Unfortunately, Facebook backed out of Diem – a permissioned blockchain-based stablecoin payment system. The value proposition of instant payments is real and needed, and competition is healthy. Traditional methods of payment are slow and with “know your customer” rules and other stipulations, heavily regulated. Central banks have to clear this up for everyone. The question arises, what role do central banks play when it comes to digital currencies? It’s an uncertain space, and central banks are studying CBDCs (Central Bank Digital Currencies) and should make a Central Bank Digital Currency available – to provide an alternative and set a standard for a reliable, digital currency. This is not the same as forcing people to use the CBDC, just making it available for those who want one. Some people will want to stay with cash and should be allowed to do so.
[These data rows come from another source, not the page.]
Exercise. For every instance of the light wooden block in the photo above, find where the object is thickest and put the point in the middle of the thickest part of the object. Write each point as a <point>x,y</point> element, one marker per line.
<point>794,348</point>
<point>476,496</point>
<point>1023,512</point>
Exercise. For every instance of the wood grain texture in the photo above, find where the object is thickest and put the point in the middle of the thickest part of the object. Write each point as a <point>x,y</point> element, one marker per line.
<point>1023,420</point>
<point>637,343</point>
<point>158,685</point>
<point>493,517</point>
With the ongoing global challenges, including supply chain disruptions and geopolitical tensions, how do you envision the collaboration between central banks and technology leaders in addressing these issues? What strategies or partnerships do you believe can be effective in mitigating risks and fostering economic resilience, particularly in the context of the tech industry’s influence on global economic dynamics?

Supply chain disruptions and geopolitical tensions can have inflationary consequences. While central banks are interested in the issue, they don’t have an appropriate tool to address this. Of course, if the only thing you have is a hammer, then everything looks like a nail! When faced with a supply disruption that raises inflation, you may have to raise interest rates just a little to make sure people remember you’re on the job and you don’t allow inflation to stick to the fridge on its way by – to prevent a secondary inflationary effect.
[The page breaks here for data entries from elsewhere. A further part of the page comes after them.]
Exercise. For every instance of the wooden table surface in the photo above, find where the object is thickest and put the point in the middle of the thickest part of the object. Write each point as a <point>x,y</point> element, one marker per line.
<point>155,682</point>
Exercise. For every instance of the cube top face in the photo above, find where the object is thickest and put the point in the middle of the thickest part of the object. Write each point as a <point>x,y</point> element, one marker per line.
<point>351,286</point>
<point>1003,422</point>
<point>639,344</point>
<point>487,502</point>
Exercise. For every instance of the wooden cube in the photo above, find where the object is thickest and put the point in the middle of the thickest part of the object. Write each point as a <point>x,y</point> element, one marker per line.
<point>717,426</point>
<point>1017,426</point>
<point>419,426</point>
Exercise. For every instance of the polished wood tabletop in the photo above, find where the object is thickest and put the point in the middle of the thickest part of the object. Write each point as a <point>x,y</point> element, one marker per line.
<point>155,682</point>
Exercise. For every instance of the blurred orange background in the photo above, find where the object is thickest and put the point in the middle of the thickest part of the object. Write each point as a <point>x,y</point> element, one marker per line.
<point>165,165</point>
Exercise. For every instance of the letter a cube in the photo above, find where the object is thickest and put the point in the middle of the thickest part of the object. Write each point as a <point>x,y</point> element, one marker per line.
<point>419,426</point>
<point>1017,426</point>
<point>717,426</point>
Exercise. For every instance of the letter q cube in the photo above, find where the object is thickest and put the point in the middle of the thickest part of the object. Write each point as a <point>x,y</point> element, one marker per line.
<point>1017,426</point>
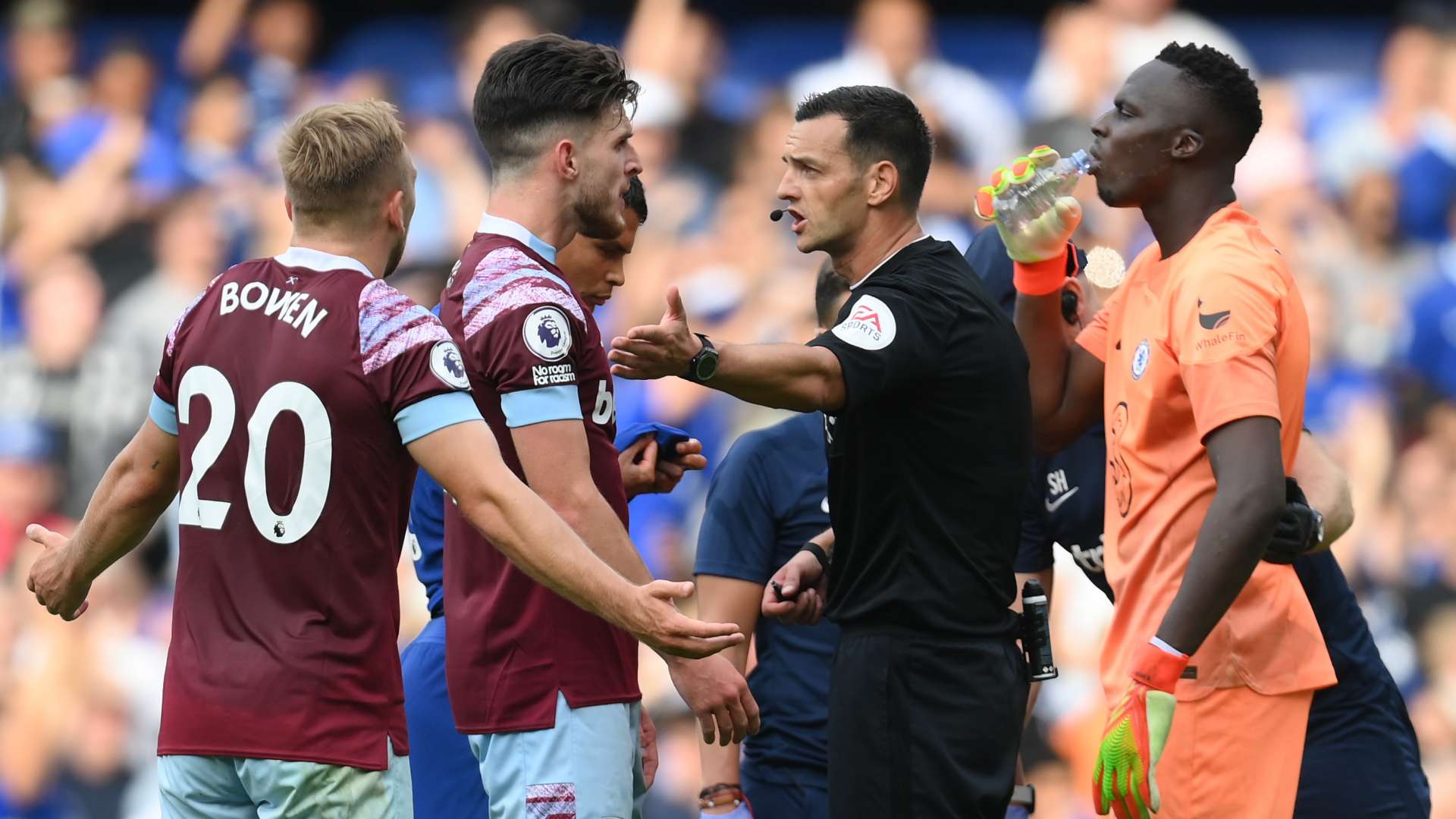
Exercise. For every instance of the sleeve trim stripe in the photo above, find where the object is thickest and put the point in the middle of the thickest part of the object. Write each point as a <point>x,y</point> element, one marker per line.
<point>164,414</point>
<point>435,413</point>
<point>539,406</point>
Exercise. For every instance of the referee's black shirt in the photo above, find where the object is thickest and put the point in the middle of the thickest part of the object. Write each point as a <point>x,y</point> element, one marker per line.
<point>929,458</point>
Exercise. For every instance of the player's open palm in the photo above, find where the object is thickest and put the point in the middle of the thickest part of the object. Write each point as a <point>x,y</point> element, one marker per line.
<point>718,695</point>
<point>53,577</point>
<point>658,350</point>
<point>654,620</point>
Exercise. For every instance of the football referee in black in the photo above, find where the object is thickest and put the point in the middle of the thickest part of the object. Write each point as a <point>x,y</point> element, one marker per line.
<point>928,426</point>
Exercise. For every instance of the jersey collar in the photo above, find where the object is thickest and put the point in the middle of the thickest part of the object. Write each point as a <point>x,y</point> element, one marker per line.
<point>519,232</point>
<point>319,261</point>
<point>886,260</point>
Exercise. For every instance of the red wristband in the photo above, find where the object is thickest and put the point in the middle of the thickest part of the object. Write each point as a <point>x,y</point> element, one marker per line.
<point>1156,668</point>
<point>1040,279</point>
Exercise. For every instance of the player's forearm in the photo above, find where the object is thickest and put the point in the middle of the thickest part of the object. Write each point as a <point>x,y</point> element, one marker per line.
<point>789,376</point>
<point>599,526</point>
<point>724,599</point>
<point>1231,544</point>
<point>123,509</point>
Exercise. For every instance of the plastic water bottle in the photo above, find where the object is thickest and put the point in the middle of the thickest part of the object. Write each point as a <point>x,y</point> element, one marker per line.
<point>1021,205</point>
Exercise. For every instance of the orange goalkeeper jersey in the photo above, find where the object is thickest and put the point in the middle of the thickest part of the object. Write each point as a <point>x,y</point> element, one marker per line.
<point>1209,335</point>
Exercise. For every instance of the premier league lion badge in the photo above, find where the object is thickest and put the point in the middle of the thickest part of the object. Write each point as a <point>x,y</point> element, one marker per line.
<point>546,334</point>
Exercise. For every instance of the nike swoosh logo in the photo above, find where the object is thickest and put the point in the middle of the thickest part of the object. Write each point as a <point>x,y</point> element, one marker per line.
<point>1056,504</point>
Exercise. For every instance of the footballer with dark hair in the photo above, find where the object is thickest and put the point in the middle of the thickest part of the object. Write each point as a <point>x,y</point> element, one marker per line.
<point>1199,368</point>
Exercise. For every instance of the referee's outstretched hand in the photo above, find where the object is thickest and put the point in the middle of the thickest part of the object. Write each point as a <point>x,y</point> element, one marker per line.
<point>801,591</point>
<point>657,350</point>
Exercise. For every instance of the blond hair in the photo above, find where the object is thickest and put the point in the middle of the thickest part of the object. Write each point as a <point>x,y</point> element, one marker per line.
<point>337,159</point>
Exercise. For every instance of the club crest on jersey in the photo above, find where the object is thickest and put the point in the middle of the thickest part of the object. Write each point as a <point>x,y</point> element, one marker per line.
<point>546,334</point>
<point>447,365</point>
<point>1141,357</point>
<point>870,325</point>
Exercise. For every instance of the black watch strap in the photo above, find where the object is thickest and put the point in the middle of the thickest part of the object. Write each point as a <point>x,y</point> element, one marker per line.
<point>817,551</point>
<point>693,365</point>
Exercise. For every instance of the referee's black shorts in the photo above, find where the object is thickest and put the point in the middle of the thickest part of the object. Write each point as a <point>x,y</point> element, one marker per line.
<point>924,727</point>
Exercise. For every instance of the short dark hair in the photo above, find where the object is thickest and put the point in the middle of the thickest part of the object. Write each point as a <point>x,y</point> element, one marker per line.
<point>881,124</point>
<point>1226,83</point>
<point>829,286</point>
<point>542,83</point>
<point>637,199</point>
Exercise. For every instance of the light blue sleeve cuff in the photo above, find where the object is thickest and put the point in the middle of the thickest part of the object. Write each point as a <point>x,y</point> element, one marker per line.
<point>435,413</point>
<point>164,414</point>
<point>542,404</point>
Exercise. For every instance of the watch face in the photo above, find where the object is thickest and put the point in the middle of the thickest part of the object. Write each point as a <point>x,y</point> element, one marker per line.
<point>707,365</point>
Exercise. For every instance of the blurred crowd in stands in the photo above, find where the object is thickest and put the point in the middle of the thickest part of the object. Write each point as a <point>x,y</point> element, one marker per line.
<point>137,162</point>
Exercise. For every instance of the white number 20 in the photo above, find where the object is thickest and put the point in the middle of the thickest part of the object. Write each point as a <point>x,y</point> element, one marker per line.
<point>318,455</point>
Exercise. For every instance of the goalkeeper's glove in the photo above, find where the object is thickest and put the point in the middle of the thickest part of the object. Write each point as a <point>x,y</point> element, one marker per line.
<point>1134,736</point>
<point>1301,529</point>
<point>1046,237</point>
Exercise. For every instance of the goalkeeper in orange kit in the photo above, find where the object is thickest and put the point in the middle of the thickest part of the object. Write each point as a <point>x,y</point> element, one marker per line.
<point>1197,366</point>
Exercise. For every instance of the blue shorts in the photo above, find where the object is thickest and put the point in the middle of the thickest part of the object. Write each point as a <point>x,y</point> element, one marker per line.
<point>447,781</point>
<point>1360,757</point>
<point>788,793</point>
<point>588,764</point>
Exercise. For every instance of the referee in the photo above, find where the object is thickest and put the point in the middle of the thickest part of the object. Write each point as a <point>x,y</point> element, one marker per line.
<point>928,430</point>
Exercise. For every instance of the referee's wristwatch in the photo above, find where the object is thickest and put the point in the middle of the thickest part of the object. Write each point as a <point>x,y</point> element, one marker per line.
<point>705,363</point>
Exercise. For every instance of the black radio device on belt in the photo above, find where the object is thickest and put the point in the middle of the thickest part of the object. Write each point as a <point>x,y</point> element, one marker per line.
<point>1036,632</point>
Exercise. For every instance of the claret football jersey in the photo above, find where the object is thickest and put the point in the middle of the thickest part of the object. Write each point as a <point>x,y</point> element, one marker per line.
<point>533,354</point>
<point>294,385</point>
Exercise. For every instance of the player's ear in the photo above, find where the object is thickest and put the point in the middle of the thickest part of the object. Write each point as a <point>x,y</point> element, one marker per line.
<point>1187,143</point>
<point>395,210</point>
<point>881,183</point>
<point>566,161</point>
However, supply chain disruptions are a very difficult problem for central banks to deal with. As an economist, what am I supposed to do about the chip shortage, for example, that I read about in the newspaper? Collecting more real-time data and a collaborative effort between technology leaders would make a difference. We need a collaborative response to deal with whatever shortages emerge to jointly address these issues in the future.

With the increasing emphasis on environmental sustainability and climate-related risks, how should the Bank of Canada be integrating these factors into its monetary policy and financial stability considerations? Are there specific measures or collaborations with other stakeholders that the Bank should be exploring to address the challenges posed by climate change in the context of monetary and financial policy?

Central banks lack the tools to fight climate change. However, they are adopting an interest in the issue – but for very indirect reasons. Volatile weather events, such as tornadoes, floods, etc. pose a direct climate related risk to the economy. We need to understand this but can’t do anything about it.

The more important issue to look at is when an economy has a convulsion because of climate outcomes, posing risks to businesses, banks, and insurance companies. These shocks can find a way into the fabric of our financial system. You never know what kind of disruption could take down your banking system. Central banks want to know that a bank or insurer is measuring their risks and is appropriately provisioned in case something bad happens.

Central banks are responsible for economic and monetary policy as well as the soundness of the financial system. If the financial system is falling apart, the economy can’t function. Hence, central banks have an interest in ensuring that banks and insurers are appropriately provisioning for climate-related shocks.